NEURONAS Y NEUROSIS

DESCUIDOS DE LA PUBLICIDAD POLITICA

Una neurona jorobona me despertó sin piedad. Y con sus amigas portando enormes carteles reclamaba la atención y quizás alguna consideración especial para que les indicase cuál sería el mejor candidato en las inminentes elecciones nacionales. Ya no pude dormir más, lo que será en el futuro objeto de un llamado a comisión para discutir el derecho que tienen o no de violar el sagrado descanso de los dulces sueños.

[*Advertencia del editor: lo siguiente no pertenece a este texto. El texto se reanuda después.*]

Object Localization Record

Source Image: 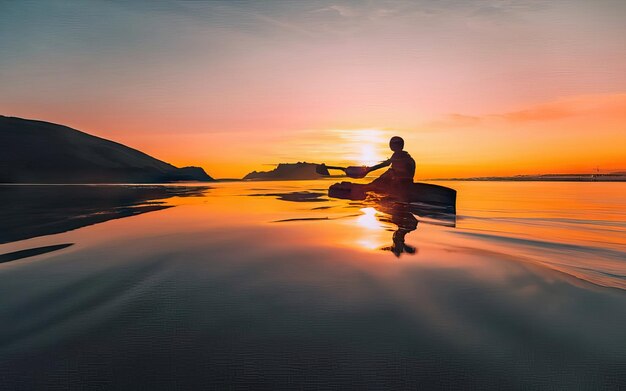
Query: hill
[243,162,330,180]
[0,116,213,183]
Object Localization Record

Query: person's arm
[367,159,391,173]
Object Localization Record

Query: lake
[0,180,626,390]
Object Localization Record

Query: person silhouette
[367,136,415,191]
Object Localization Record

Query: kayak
[328,182,456,213]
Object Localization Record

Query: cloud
[434,93,626,128]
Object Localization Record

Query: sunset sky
[0,0,626,178]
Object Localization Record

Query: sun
[342,129,388,166]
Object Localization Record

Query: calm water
[0,181,626,390]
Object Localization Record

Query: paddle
[315,163,369,178]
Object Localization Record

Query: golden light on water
[356,207,385,250]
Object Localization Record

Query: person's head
[389,136,404,152]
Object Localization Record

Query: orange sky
[0,0,626,178]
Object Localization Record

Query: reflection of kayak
[328,182,456,213]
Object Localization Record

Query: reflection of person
[379,203,418,257]
[367,136,415,191]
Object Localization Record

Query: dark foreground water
[0,181,626,390]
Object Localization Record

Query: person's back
[389,151,415,182]
[368,136,415,191]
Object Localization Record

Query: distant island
[0,116,214,183]
[430,172,626,182]
[243,162,330,180]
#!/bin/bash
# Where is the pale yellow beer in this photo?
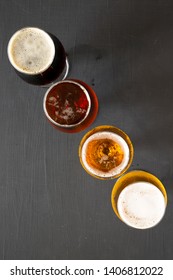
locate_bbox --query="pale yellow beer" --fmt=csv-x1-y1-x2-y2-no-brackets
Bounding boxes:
79,125,133,179
111,170,167,229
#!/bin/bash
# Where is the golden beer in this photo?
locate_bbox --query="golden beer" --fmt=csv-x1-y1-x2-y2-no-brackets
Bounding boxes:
79,125,133,179
111,170,167,229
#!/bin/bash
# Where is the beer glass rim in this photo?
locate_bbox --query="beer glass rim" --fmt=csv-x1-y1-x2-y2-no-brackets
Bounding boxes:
78,125,134,180
43,79,91,128
7,26,55,76
111,169,168,229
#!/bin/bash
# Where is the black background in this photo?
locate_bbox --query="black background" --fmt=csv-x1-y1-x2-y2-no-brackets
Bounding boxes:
0,0,173,259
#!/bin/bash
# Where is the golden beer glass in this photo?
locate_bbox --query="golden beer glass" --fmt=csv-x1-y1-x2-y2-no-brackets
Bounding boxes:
79,125,134,179
111,170,167,229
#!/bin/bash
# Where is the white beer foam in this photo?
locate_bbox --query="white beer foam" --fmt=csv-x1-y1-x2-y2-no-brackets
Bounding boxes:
117,182,166,229
82,131,130,178
8,27,55,74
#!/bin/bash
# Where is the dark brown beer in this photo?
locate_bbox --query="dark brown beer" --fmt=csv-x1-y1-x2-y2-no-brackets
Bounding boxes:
43,80,98,133
8,27,66,85
45,81,90,127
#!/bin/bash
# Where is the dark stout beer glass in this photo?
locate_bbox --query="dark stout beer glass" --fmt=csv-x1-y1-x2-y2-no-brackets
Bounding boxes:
7,27,69,86
43,80,98,132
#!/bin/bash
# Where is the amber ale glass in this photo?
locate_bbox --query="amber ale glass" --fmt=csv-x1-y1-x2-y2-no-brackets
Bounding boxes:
79,125,133,179
43,80,98,132
7,27,69,86
111,170,167,229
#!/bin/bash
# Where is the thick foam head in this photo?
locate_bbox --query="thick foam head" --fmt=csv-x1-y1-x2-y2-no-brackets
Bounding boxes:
81,131,130,178
8,27,55,74
117,182,166,229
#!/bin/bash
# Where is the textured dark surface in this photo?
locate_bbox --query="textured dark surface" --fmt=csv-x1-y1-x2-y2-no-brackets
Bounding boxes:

Embroncado, con humor defenestrado por esa intromisión, me encontré con una pesada vaca que cortésmente se presentó como Melinda Pastoriza, lanzó una sarta de argumentos para que eligiese entre leche, manteca y yogures Parmalat. Pensé, semidespierto, que había creativos publicitarios que pensaban que con ese truco alcanzaría para ganar más distribución de lácteos en todo el país y que la linda Melinda sería nuestra Primera Mandataria de cuatro patas. Dudé un instante y la conclusión fue que la publicidad, para algunos, es una manera de hacerle gastar dinero al cliente, pero que el cliente se presta a esa estrategia destetada. Stephen Leacock sostenía que la publicidad es el «arte de detener la inteligencia humana el tiempo necesario para obtener dinero de ella». (Ref. «Ogilvy y la publicidad»)

Por allí apareció otra neurona reprochando que las críticas fueran sólo para Melinda cuando también había otra competidora, Augusta Cenadora. Si así venía la campaña política, todo estaba cambiando. Sin duda. Aunque Augusta tuvo planes de gobierno más sabrosos y puede haber logrado cierto apoyo entre «los atorrantes».

Se dice que los que importan son «los indecisos». Pero los buenos conocedores del mercado de votantes están muy seguros de que difícilmente la publicidad convenza a los ciudadanos a cambiar su idea, idea ya madurada desde hace mucho y que tiene poco o nada de indecisión, salvo alguna preferencia dentro del partido elegido. La duda se reduce a «¿Sos de derecha o sos de izquierda?

En lo que se ve hay un extraño, inexplicable fenómeno, como de encontrar cuál será el destino de Pedro. Su futuro estará, al parecer, en tener un jardín de infantes donde los gurises se peleen por una silla o se trencen a trompadas hasta que aparece el colorado grande para separarlos y unirlos como se debe. Si no es un jardín de infantes puede ser que quiera poner una fábrica de golosinas para esos niños o dedicarse ­aquí estaría la explicación de su compañero de fórmula, Hugo­ a ser director técnico de la sub 10, poniéndoles la camiseta celeste y el número para el goleador. O vendedor de autitos que pasan a velocidades no permitidas para circular por el país. Es muy pretencioso imaginar que con ello se llega al futuro cuando los chiquilines recién votarán en 2019, mucho tiempo para esperar que no cambien el color de sus pelucas.

También parece un error el manejo de «Mentirasverdaderas», donde se informa de algo contrario al gobierno y se concluye, o sea la afirmación es la del candidato blanco, con contradicciones y falsedades entre lo que dice el oficialismo y lo que ellos sostienen. A veces vienen ganas de cambiarle el título y endilgarles a esas propuestas el carácter de «Verdaderasmentiras», quitándole toda fuerza a sus dichos y rebotándoles en sus conclusiones.

Ni qué decir del veterano señor Sentido Común, que también lee y saca conclusiones que no se fundamentan. Su guiñada final

deja una sensación de «quizá no deban hacerme caso, todo esto es una gansada».

Larrañaga, gritando, no aparece como buen llamador, tampoco, aunque la publicidad de la 2004 sea, en los hechos, una de las mejores de la oposición.

El Frente trabaja con el aggiornamiento del viejo jingle de Horacio Buscaglia y sirve para «aprontar el corazón» para lo que vendrá. En las fuerzas de la izquierda hay también patinadas o naderías pero parece ser la campaña mas coherente, sin tantos dislates ya que la honradez no se compra, se acepta porque es así.